Donald looked over and said, "Miss Kaye? (yes, he does sometimes really call me Miss Kaye), what's wrong?"
And I sobbed, "nothing."
This is when husbands have, I think, a hard time deciding whether to laugh, or roll their eyes, or pat you on the leg a little while muttering those little nothings meant to be soothing, or say, as Donald did, "Nothing. Really? Nothing. Well, okay then."
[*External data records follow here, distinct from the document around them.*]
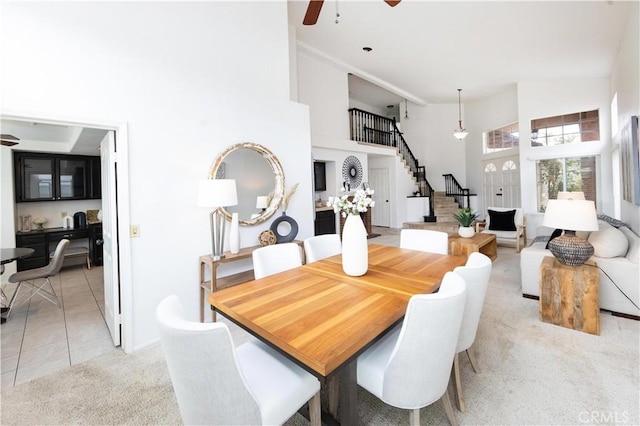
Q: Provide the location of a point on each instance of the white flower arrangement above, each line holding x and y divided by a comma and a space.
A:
359, 204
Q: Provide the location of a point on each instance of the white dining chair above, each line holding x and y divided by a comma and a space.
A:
269, 260
425, 240
216, 383
321, 246
410, 366
38, 280
476, 273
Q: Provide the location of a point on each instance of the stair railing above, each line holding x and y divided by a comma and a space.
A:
455, 190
Knowing full well that I would spit it out.
And, so I did.
And he listened.
And then he said, "I don't understand why you can't call yourself a writer. This is the first I've heard of this. I tell people you're a writer. Why can't you tell them you're a writer?"
More tears.
"I don't know," I wailed.
And, of course, I do know.
Sorta. Even though it sounds silly. Especially in this day and time, I think.
And.
It's very hard to admit.
But, I did. Finally. For the first time, maybe.
I told Donald that it comes from all the years of self-published writers being the red-headed step children of the writing community.
And we talked about this.
But then, bless his ever-lovin' sweet soul, he took the time to remind me that my "Whimsey" had gotten some awfully nice reviews. Reviews from people who did not know me from Adam's house cat and did not know I don't (can't) call myself a writer.
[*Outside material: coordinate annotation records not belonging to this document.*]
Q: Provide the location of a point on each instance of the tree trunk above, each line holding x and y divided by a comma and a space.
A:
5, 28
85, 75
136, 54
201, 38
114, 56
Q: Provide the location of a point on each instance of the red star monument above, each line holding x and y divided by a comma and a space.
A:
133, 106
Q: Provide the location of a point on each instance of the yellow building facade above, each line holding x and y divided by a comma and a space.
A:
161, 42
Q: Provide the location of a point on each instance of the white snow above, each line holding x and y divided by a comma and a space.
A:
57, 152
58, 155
And he took the time to remind me I've had a few juried pieces accepted in magazines and anthologies.
And, reminded me about how excited I'd been when I heard about being a finalist at Southern Writers Magazine.
No. Of course I had not forgotten these things. Of course not, but still - it is nice to be reminded of them.
Y'all?
Suffice to say, it was an emotional day.
It was also a day of creative motivation for me.
I don't know, truthfully, that I will ever be able to refer to myself as a writer when someone says to me, "What do you do?" The best I've been able to do, so far, is say, "I write a little."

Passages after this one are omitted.